Because of building the bet slip by "betstring", I need all the information about that user choice including the team names, league names and score. Those information usually contains most of the data sent to browser. If I continue to include these information into refresh data, then I won't save much the bandwidth. Previous improvement now has impacts

Everything has a way to solve except my code will look UGLY.

Monday, September 04, 2006


Monday, another working week starts again. We were supposed to have long weekends this week because our national holiday was on Saturday. I didn't think that I'd have that luxury, and as usual I was right.


Problems arised. I got messages from our Customer Support Department at 1:30 AM in the morning. I was unlucky that being online at that time to check my email, and got caught. Anyways, problems had been detected; they had to be fixed.

  • 777goal correct score, total goal didn't display --> I pointed the cache server into different database, and the database store procedure on there were not up to date.

  • s33bet members could not bet parlay bets --> Data conversion problem from the database. We just did some modifications on performance improvement for the database, some columns had been converted into different datatype. Bugs spotted.

  • s33bet minimum bet displayed incorrectly --> new minimum bet value had been introduced to our ASP version, we hadn't updated it into your .NET version



SOLUTION: come to work on holidays. quick, simple but not dirty as it sounds ...
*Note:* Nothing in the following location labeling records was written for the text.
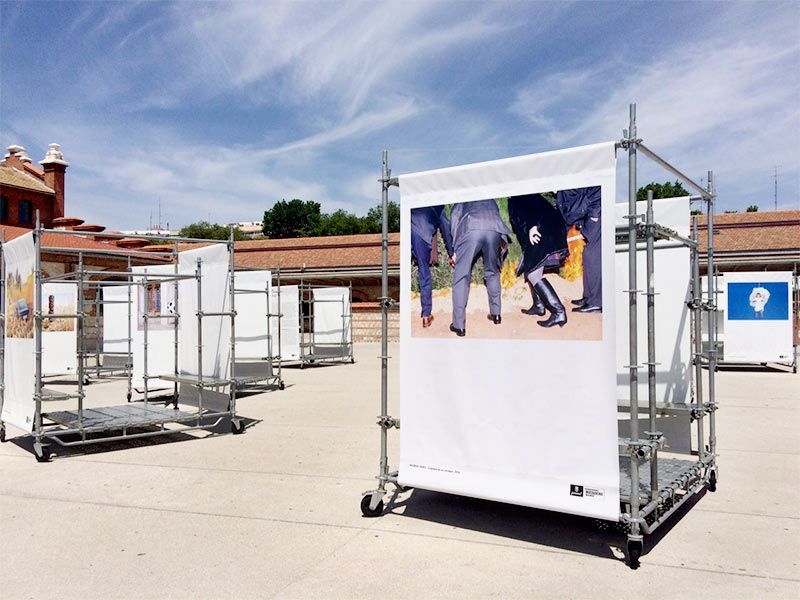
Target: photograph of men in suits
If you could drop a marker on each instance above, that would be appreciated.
(478, 231)
(581, 207)
(425, 222)
(542, 234)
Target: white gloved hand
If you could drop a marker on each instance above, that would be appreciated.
(534, 236)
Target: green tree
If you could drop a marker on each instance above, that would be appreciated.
(211, 231)
(339, 223)
(296, 218)
(662, 190)
(373, 221)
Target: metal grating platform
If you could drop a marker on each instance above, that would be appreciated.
(119, 417)
(670, 470)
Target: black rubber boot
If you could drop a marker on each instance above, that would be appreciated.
(537, 308)
(551, 300)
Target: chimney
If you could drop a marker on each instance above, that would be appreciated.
(16, 156)
(54, 167)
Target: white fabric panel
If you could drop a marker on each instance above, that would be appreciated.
(252, 339)
(59, 336)
(672, 273)
(160, 332)
(332, 316)
(215, 298)
(519, 421)
(19, 364)
(750, 339)
(288, 306)
(115, 318)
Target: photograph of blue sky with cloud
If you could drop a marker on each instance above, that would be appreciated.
(221, 109)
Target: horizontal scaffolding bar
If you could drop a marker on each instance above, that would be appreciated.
(135, 236)
(121, 252)
(675, 171)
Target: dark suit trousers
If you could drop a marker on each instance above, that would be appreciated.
(468, 247)
(592, 262)
(421, 250)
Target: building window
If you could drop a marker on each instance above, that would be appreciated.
(25, 212)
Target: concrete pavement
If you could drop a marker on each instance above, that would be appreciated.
(274, 512)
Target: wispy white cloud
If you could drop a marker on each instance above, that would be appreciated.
(726, 102)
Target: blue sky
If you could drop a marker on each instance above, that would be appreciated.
(221, 109)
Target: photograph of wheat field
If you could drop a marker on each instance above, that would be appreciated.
(19, 304)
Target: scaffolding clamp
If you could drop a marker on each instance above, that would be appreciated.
(388, 302)
(643, 450)
(387, 422)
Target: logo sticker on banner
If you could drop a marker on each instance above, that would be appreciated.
(507, 393)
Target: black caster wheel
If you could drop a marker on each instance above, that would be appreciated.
(712, 481)
(635, 548)
(371, 512)
(42, 452)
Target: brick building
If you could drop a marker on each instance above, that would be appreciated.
(24, 188)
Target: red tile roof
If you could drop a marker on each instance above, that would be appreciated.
(67, 241)
(11, 176)
(753, 232)
(345, 251)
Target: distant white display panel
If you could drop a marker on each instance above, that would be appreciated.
(59, 334)
(286, 302)
(511, 410)
(672, 281)
(252, 307)
(155, 298)
(758, 320)
(332, 316)
(115, 317)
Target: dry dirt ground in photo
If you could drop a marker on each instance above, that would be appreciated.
(515, 325)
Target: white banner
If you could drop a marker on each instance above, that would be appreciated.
(288, 305)
(19, 364)
(59, 336)
(513, 410)
(672, 274)
(757, 317)
(332, 316)
(156, 298)
(215, 299)
(252, 308)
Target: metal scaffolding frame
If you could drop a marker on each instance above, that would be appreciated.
(127, 421)
(261, 372)
(671, 482)
(311, 351)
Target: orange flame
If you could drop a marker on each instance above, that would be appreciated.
(572, 268)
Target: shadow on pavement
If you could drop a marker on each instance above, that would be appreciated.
(571, 533)
(26, 442)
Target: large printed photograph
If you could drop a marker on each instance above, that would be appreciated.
(19, 298)
(758, 301)
(55, 302)
(523, 267)
(157, 301)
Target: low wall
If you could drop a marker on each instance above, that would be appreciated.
(367, 322)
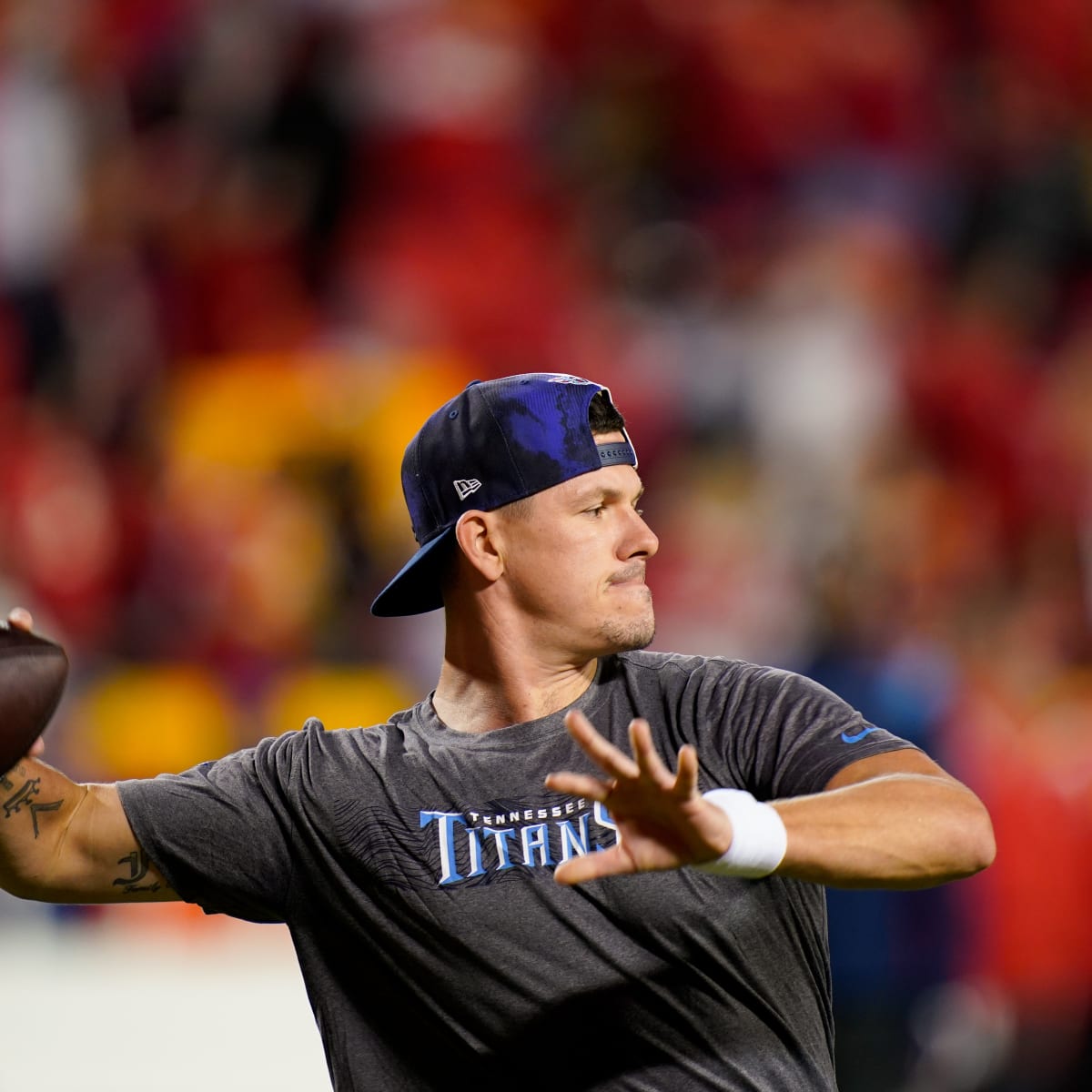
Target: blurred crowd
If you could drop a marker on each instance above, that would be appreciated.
(831, 256)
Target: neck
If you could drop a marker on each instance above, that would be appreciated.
(491, 685)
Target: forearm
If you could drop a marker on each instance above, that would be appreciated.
(904, 830)
(37, 805)
(66, 842)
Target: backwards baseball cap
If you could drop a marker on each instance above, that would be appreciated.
(497, 441)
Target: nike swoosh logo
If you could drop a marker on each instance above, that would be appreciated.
(861, 735)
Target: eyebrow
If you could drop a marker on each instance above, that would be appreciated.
(606, 494)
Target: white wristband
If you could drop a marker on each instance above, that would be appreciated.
(758, 835)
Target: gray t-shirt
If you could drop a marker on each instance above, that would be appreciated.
(414, 868)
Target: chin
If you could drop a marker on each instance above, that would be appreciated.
(628, 634)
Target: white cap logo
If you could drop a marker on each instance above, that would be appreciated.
(465, 486)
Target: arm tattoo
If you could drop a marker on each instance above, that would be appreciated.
(139, 864)
(15, 803)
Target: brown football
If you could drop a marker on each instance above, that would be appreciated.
(33, 672)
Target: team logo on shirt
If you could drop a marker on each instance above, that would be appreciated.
(486, 842)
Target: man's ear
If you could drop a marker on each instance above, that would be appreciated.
(475, 532)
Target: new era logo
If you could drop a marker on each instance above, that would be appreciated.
(465, 486)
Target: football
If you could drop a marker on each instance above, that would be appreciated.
(33, 672)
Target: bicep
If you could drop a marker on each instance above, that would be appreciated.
(99, 861)
(906, 760)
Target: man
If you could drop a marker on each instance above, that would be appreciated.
(467, 913)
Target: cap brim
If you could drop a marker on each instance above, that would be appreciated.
(418, 587)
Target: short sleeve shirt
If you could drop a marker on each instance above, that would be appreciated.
(414, 868)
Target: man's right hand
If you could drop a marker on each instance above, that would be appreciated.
(66, 842)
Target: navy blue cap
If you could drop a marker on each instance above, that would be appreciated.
(497, 441)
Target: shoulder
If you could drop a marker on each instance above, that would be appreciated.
(714, 671)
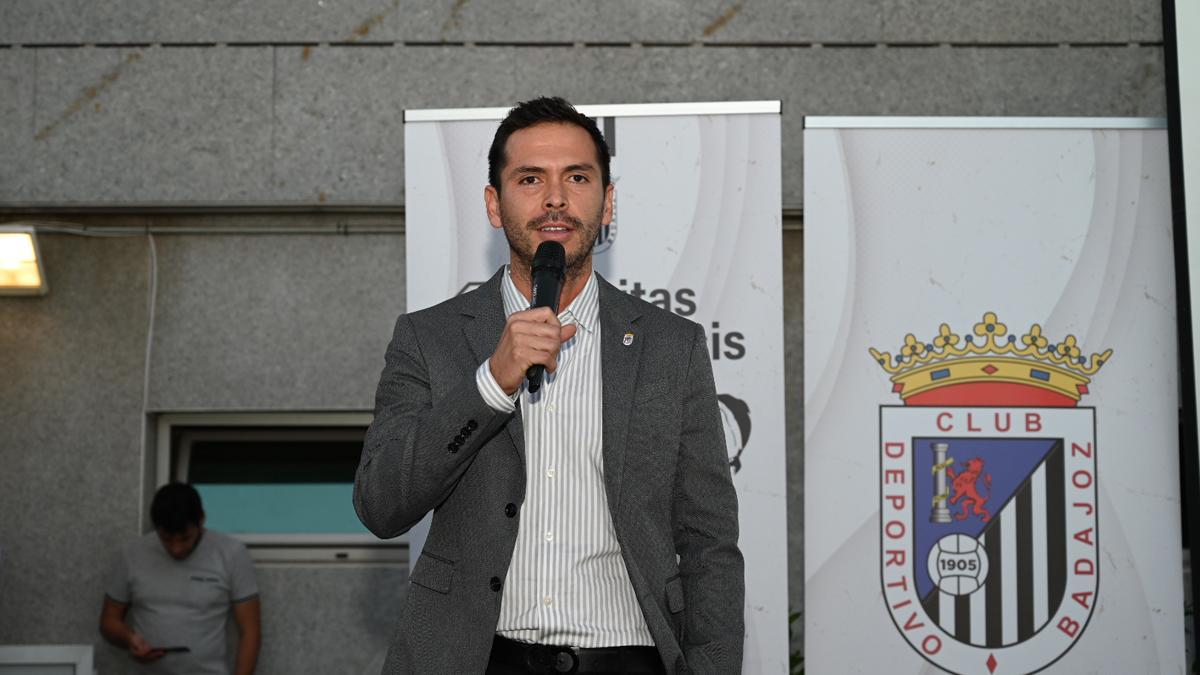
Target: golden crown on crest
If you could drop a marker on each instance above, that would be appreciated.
(990, 354)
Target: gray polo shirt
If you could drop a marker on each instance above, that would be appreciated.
(184, 602)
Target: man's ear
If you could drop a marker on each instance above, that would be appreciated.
(492, 201)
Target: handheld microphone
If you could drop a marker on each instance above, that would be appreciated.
(547, 272)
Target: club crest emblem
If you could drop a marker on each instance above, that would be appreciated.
(988, 503)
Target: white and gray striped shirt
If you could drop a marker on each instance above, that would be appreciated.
(567, 584)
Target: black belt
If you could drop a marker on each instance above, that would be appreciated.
(553, 658)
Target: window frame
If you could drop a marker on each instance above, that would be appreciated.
(267, 547)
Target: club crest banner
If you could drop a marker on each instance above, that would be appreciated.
(696, 231)
(1023, 430)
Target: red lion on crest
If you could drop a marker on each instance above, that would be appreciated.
(966, 491)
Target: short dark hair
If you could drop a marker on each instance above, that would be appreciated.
(174, 507)
(539, 111)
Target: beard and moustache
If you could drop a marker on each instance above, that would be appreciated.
(523, 244)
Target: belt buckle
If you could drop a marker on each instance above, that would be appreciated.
(551, 658)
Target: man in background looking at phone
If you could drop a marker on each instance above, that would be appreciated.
(171, 592)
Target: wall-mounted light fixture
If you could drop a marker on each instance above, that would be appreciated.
(21, 263)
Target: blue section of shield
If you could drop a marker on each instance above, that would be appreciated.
(1009, 461)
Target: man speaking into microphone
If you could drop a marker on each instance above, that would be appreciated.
(573, 455)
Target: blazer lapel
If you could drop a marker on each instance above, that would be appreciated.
(483, 332)
(621, 353)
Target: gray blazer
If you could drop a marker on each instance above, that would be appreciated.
(436, 444)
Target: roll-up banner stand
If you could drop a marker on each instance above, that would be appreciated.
(991, 404)
(696, 231)
(1181, 57)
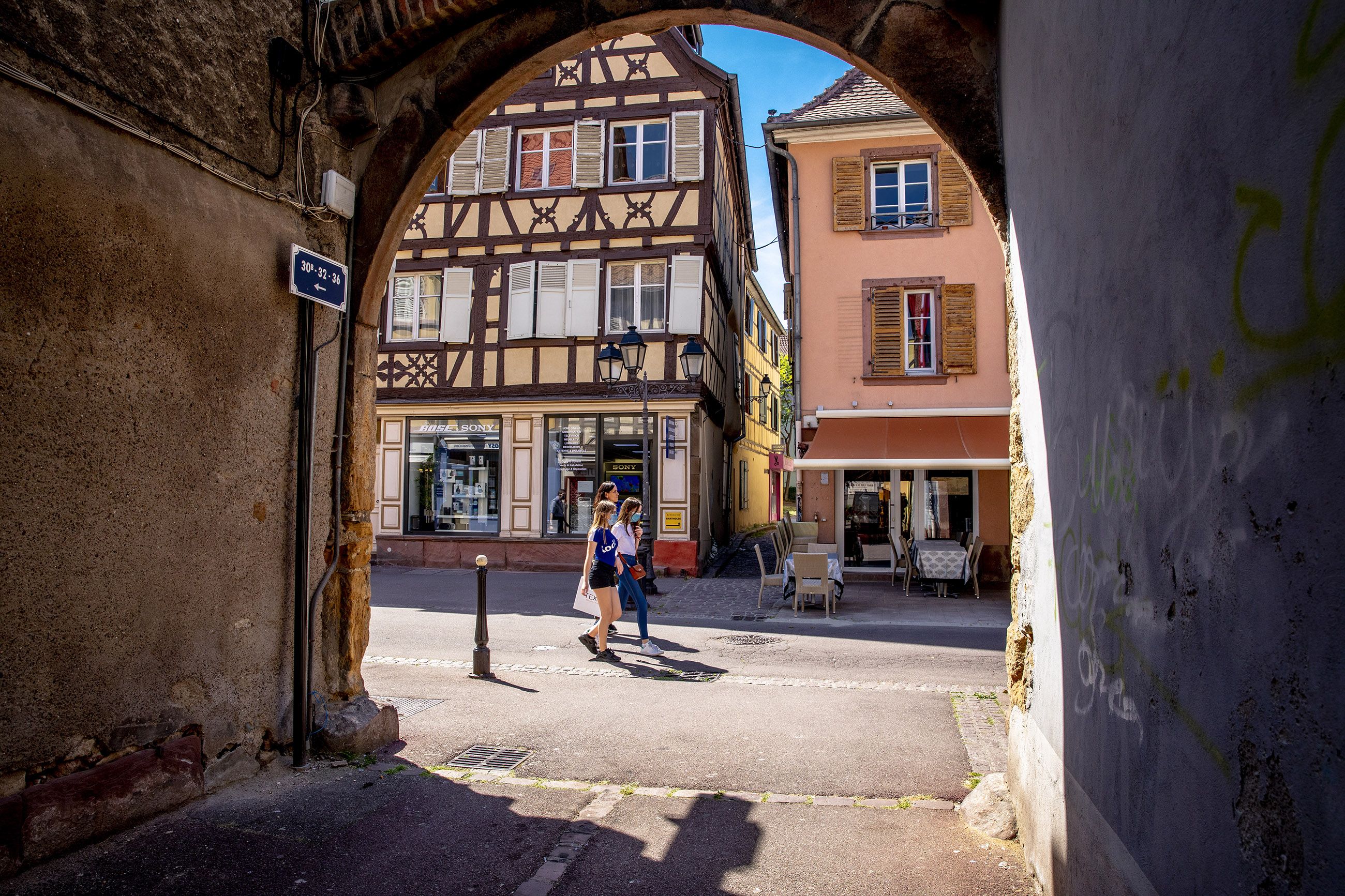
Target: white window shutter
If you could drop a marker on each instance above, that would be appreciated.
(550, 299)
(496, 160)
(581, 309)
(685, 302)
(521, 279)
(588, 154)
(456, 315)
(465, 165)
(689, 145)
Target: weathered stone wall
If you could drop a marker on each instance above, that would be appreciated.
(147, 397)
(1176, 650)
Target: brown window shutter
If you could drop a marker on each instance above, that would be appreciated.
(960, 328)
(886, 333)
(954, 192)
(848, 192)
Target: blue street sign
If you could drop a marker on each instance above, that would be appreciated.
(318, 279)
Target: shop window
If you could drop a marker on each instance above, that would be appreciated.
(949, 503)
(571, 473)
(413, 307)
(546, 158)
(637, 293)
(452, 465)
(639, 152)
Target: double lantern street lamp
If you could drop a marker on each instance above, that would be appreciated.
(630, 358)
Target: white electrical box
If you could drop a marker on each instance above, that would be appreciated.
(338, 194)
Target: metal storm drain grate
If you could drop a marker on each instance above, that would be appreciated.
(748, 640)
(409, 706)
(485, 757)
(684, 675)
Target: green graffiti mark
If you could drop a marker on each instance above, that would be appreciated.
(1321, 336)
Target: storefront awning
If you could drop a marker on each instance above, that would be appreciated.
(924, 443)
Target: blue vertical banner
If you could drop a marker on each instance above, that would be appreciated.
(318, 277)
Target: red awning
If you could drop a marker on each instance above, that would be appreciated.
(927, 443)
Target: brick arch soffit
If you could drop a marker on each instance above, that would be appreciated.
(438, 75)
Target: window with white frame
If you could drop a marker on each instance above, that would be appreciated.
(918, 312)
(902, 195)
(639, 152)
(546, 158)
(413, 307)
(637, 293)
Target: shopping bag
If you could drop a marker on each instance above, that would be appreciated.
(586, 602)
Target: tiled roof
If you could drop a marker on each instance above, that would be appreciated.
(853, 96)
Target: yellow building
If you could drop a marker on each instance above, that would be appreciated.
(760, 459)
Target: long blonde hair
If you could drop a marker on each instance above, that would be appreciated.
(603, 512)
(629, 508)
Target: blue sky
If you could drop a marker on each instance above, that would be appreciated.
(774, 73)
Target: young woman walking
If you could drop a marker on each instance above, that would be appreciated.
(602, 566)
(629, 534)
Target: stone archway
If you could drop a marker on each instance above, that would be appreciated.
(438, 70)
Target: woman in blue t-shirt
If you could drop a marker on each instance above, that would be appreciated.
(602, 566)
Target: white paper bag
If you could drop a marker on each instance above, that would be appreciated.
(586, 602)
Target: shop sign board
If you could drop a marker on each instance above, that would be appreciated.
(318, 277)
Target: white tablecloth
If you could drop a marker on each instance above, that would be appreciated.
(833, 573)
(939, 559)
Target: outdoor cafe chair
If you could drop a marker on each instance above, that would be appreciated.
(974, 559)
(775, 580)
(810, 576)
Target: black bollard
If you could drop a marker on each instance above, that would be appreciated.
(482, 655)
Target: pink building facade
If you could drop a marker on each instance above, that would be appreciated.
(896, 300)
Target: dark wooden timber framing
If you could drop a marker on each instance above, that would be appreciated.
(537, 229)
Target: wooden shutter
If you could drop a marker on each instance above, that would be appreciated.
(685, 300)
(456, 319)
(465, 167)
(960, 328)
(581, 301)
(588, 154)
(848, 192)
(886, 333)
(550, 299)
(521, 279)
(689, 145)
(954, 191)
(496, 160)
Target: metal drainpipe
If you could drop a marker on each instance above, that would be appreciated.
(795, 282)
(338, 468)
In the evening, my mailbox received 2 more new requests. Just display requests for s33bet; geared on, I marked DONE status for those in 10 minutes. Anyways, I must update our requirement collector about these requests. He has the responsibility to document everything we did. That's called PROCESS. I'm being thinking on making a blog on PROCESS in our company soon. Hopefully it won't be called CHAOS ... j.k ...

Continue bring new method of reducing the bandwidth into our .NET member now ...

Friday, September 01, 2006


It is time to implement new odds display functionality into our .NET member site. I created a different set of javascript and new set of code-behind files. I will start from scratch. Let's see what we have to do.


  • Users navigate the odds display page for the first time, need to build the tables.

  • When users refresh, the code-behind must send just enough informations to the browser, and the javascript will spot which odds are changed in order to update the display.

  • Deal with situations such as new live games, odds closed, live game ends, new games offered e.t.c


I broke everything down into small problems, and start sovling one by one.

1. Remove all the duplicate data in our old odds display engine first.
    Team information of multiple handicap odds and the show time information will be removed first. Since we introduced double handicap for each match , this will reduce our bandwidth by quite a bit.

2. Implement code to detect all changes from the last refresh
This one will be a challenge. So many possible cases have to be considered. The hardest cases would be a match or an odds being removed, or added. I will detect just odds value changes first.